Invesis: On the hunt for growth

Bam PPP is rebranding as it looks to strike out for growth, diversifying its focus and using its deep experience to build upon its existing portfolio

“Whilst P3 projects will still be an important part of our business, we are going to be a broader business than just straight P3s,” says David Swarbrick, UK & Ireland managing director at Invesis, the new name for Bam PPP.

The change of name and focus has been on the cards since December 2020, when pension fund manager and global investor PGGM took a 50% stake in Bam PPP. “Our ownership structure changed with the PGGM stake, and we are no longer simply a subsidiary of Royal Bam Group, we are an independent infrastructure investor,” explains Swarbrick.

As part of this assertion of its new status, Invesis has a clear plan for growth. “We remain focused on our home market of Europe and P3s, but we are also aiming to diversify our portfolio into new areas,” says Swarbrick.

In particular, the expansion will focus on markets in the US and Australia, but the growth plan also means looking for new sectors as well as new geographies in which to operate. While the firm will continue its presence in Europe - and sees good potential in places like Ireland, Belgium, Germany and even in certain sectors of the UK market - it anticipates the real growth to come in North America and in those new sectors.

Invesis will focus on digital infrastructure and the energy transition sectors. “We are responding to the global infrastructure need,” explains Swarbrick. “There has been an explosion in the demand for digital technology and therefore the need for data storage facilities; while the global focus on the energy transition to Net Zero carbon emissions and tackling climate change are also creating a big need. These are the drivers that we are positioning for.

“We will look for projects where we can add value,” he continues. “That will be things like availability-based P3 projects in transportation, social infrastructure and we see a potential niche for ourselves in water infrastructure, where there is a lot of potential in the US.”

Invesis’s Dutch heritage will be leveraged here - after all, Bam has delivered some of the biggest water projects in the world, such as the IJmuiden Sea Lock.

Swarbrick also points out that the firm has a long track record in Europe of delivering schools and government buildings. “We think there will be a wave of grouped schools projects to come in both the US and Belgium, and we are positioning ourselves for that,” he says. 

The US schools sector is somewhat disparate due to the fact that schools are managed not by states or even municipalities, but by often small districts. While acknowledging this, Swarbrick believes there will be enough momentum carrying through from successful schemes such as the Prince George’s County Schools P3 in Maryland for more projects to follow suit.

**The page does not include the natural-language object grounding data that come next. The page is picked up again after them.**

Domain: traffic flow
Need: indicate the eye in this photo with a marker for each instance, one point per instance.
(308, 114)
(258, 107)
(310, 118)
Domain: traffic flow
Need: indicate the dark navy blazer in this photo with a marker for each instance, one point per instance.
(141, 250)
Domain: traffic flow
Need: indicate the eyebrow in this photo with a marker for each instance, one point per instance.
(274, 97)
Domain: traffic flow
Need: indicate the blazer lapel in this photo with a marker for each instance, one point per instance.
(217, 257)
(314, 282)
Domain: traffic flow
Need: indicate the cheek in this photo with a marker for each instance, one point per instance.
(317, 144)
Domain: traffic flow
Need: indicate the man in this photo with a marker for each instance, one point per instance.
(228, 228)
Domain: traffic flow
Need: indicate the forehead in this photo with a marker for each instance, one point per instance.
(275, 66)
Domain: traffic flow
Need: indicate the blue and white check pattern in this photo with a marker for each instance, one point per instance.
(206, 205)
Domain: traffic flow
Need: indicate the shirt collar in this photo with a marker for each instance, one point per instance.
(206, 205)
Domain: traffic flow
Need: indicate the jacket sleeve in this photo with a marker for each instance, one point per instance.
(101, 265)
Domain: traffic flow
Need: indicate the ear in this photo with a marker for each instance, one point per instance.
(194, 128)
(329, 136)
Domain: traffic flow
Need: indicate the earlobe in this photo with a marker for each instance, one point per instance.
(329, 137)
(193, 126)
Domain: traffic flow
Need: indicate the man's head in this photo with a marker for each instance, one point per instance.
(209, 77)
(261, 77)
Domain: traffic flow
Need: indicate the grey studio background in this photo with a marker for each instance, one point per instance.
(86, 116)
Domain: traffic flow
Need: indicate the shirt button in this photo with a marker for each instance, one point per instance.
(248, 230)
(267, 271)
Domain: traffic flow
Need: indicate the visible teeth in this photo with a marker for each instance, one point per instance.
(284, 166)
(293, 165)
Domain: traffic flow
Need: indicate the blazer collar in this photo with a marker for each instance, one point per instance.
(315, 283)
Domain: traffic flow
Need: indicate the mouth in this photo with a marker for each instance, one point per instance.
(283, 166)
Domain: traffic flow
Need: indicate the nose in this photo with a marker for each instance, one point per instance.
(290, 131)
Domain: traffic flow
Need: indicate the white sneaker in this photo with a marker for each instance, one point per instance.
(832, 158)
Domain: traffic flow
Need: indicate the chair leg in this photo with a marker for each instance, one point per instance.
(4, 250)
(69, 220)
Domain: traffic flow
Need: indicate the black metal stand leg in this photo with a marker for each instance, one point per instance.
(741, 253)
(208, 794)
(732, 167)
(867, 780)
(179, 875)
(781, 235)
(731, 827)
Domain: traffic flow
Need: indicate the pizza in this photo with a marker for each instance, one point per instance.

As Invesis looks to establish its presence in North America, the firm will seek to build up its portfolio with acquisitions on the secondary market, as well as looking for new schemes. “We are keen to do greenfield projects, but also acquisitions in the secondary market to gain a footprint,” explains Swarbrick. “One of the key objectives we have is to develop partnerships with local contractors. On that we will take an agnostic approach, seeking to choose the right partner depending on the location and sector.

“The ultimate objective is to have a North American business unit that exists in the same way as our home markets, in that it is self-sustaining.”

The company will look at potential projects in Canada as well as the US. “We are seeing some opportunities in Canada, but it is a mature market with some strong players,” he says.

The same could be said of Australia, however Invesis has a key difference here: it already has a place at the table, thanks to its role on Brisbane’s Cross River Rail P3. “That puts us in a good position to look to continue our journey in Australia,” says Swarbrick.

The plans for Invesis are clearly bold, but Swarbrick sees them as an extension of the way Bam PPP has done its business over the years.

“Bam PPP has had a footprint across a range of jurisdictions that has allowed it to continue to make investments as the level of activity changes in those different countries,” he points out. “For example, we have been able to do schools and prisons in Belgium, more recently social housing in Ireland, and in the future there is potential for water projects in the UK. However, you are not going to get significant growth from those markets alone, which is why we are looking at different markets for growth.”